There are a lot of people who I wanted to inform of my acceptance into college, my first job offer, or even my grandmother’s death. I needed the support of these people, but it would be weird for me to shoot someone an unsolicited text with whom I have not spoken in a while that says “Got into college. Wanted to let you know,” or “My grandmother passed away. Felt like telling someone and could use just some kind words.” Those kinds of text don’t really happen – they would seem awkward and a bit random. Yet it has become socially acceptable to broadcast important events on social media for all to see. I think this is ok. I was happy that I was able to reach out and direct message an old college friend of mine when her father passed away, just to let her know I truly was thinking about her and her family. She messaged me back, saying that she really appreciated hearing from me and it meant a lot. In situations like that, I felt comfortable reaching out to comfort someone whose address I may have lost over the years and wasn’t close enough with to call up to offer my condolences. Sure, a direct message takes less time than sending flowers or a card, but it is more accessible and is still a genuine gesture that means more than just receiving “likes” under an old photograph.

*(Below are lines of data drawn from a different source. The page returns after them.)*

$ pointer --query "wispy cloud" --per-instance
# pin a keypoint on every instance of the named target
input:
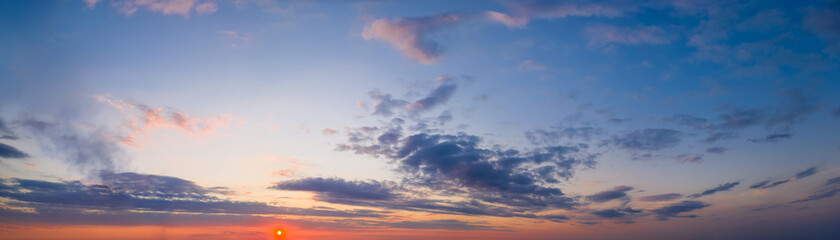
(522, 12)
(720, 188)
(412, 35)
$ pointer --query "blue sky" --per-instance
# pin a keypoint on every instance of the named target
(492, 119)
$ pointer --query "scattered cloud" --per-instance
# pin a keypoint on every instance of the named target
(531, 65)
(120, 192)
(143, 118)
(720, 188)
(334, 189)
(522, 12)
(619, 192)
(768, 184)
(603, 34)
(412, 36)
(660, 197)
(86, 148)
(674, 210)
(808, 172)
(771, 138)
(166, 7)
(718, 150)
(7, 151)
(237, 39)
(648, 139)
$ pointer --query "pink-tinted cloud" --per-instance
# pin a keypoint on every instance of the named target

A major topic of discussion surrounding social media is how people post polished photographs that are glimpses into their lives that are romanticized, perfected and literally enhanced with filters. A person will post a picture-perfect engagement shot of herself and her fiancé on Instagram so that everyone can be happy for them and to share the news. With the death of a loved one, it’s nice to be able to post one of your favorite pictures as well as a few sentimental lines about how much they will be missed. In a sense, it creates a memory of the deceased that is perfected – enhanced, cropped and essentially tied up with a perfect, neat bow and then presented outwardly towards the community. It is a special experience to be able to say, “Look at my grandmother. She was so cute and meant a lot to me. I want her life to just be commemorated for a few seconds, even if she will never actually see the post.” MIT professor, Sherry Turkle stated that, “We have come to believe that our experiences are not validated unless we have shared them.” Perhaps posting on social media also helped me to come to terms with the news before I was able to move on.
“We have come to believe that our experiences are not validated unless we have shared them.” – Sherry Turkle, MIT
In essence, an Instagram or Facebook post announcing the death of a loved one is no different than a formal obituary in the newspaper. In fact, I think it is better as it is not closed off in a morbid section devoted just to death. It is incorporating the memory of someone’s life into every day content that is posted, mixing it in with joyous posts about weddings, birth announcements, and other natural parts of life. So thank you, Instagram, for allowing me to share the news of my grandmother’s death but more importantly the memory of someone who was so important to me with all those with whom I have chosen to be social media friends, creating a supportive community surrounding me during a time that I needed it most.